## Code Snippet: Schur Convexity Theorem
### Overview
The image shows a code snippet, likely from a proof assistant like Lean, defining and unfolding the Schur convexity theorem for the function xlogx. It includes the theorem statement, unfolding of the definition, introduction of variables, and obtaining majorization and sum equality.
### Components/Axes
* **Line Numbers:** 530-536, indicating lines of code.
* **Theorem Statement:** `theorem schur_convex_xlogx {n : N} :`
* **SchurConvex Definition:** `SchurConvex (fun x : Fin n → R => ∑ i, x i * Real.log (x i)) := by`
* **Unfolding:** `unfold SchurConvex`
* **Introduction of Variables:** `intro x y hx_nonneg hy_nonneg h`
* **Obtaining Majorization and Sum Equality:** `obtain (h_majorization, h_sum_eq) := h`
### Detailed Analysis or ### Content Details
* **Line 531:** `theorem schur_convex_xlogx {n : N} :`
* Defines a theorem named `schur_convex_xlogx`.
* `{n : N}` indicates that `n` is a natural number.
* **Line 532:** `SchurConvex (fun x : Fin n → R => ∑ i, x i * Real.log (x i)) := by`
* States that the function `xlogx` is Schur convex.
* `fun x : Fin n → R` defines a function `x` that maps elements from a finite set `Fin n` to real numbers `R`.
* `∑ i, x i * Real.log (x i)` represents the sum of `x i * log(x i)` over all `i`.
* **Line 533:** `unfold SchurConvex`
* Unfolds the definition of `SchurConvex`.
* **Line 534:** `intro x y hx_nonneg hy_nonneg h`
* Introduces variables `x` and `y`, and hypotheses `hx_nonneg`, `hy_nonneg`, and `h`.
* It is likely that `hx_nonneg` and `hy_nonneg` represent the non-negativity of `x` and `y` respectively.
* **Line 535:** `obtain (h_majorization, h_sum_eq) := h`
* Obtains `h_majorization` and `h_sum_eq` from hypothesis `h`.
* `h_majorization` likely represents the majorization relation between `x` and `y`.
* `h_sum_eq` likely represents the equality of the sums of `x` and `y`.
### Key Observations
* The code snippet is part of a formal proof of the Schur convexity of the xlogx function.
* The code uses specific notations and functions from a proof assistant, likely Lean.
* The proof involves unfolding definitions, introducing variables, and using hypotheses to derive the desired result.
### Interpretation
The code snippet demonstrates the formalization of a mathematical theorem (Schur convexity of xlogx) within a proof assistant.

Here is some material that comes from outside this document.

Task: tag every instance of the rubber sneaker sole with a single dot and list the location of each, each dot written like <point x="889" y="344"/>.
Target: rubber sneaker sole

It showcases the steps involved in such a formalization, including defining the theorem, unfolding definitions, introducing variables and hypotheses, and deriving the desired result. The use of specific notations and functions from the proof assistant highlights the importance of formal languages in ensuring the correctness and rigor of mathematical proofs. The code suggests that the proof relies on the majorization relation and the equality of sums between the variables `x` and `y`.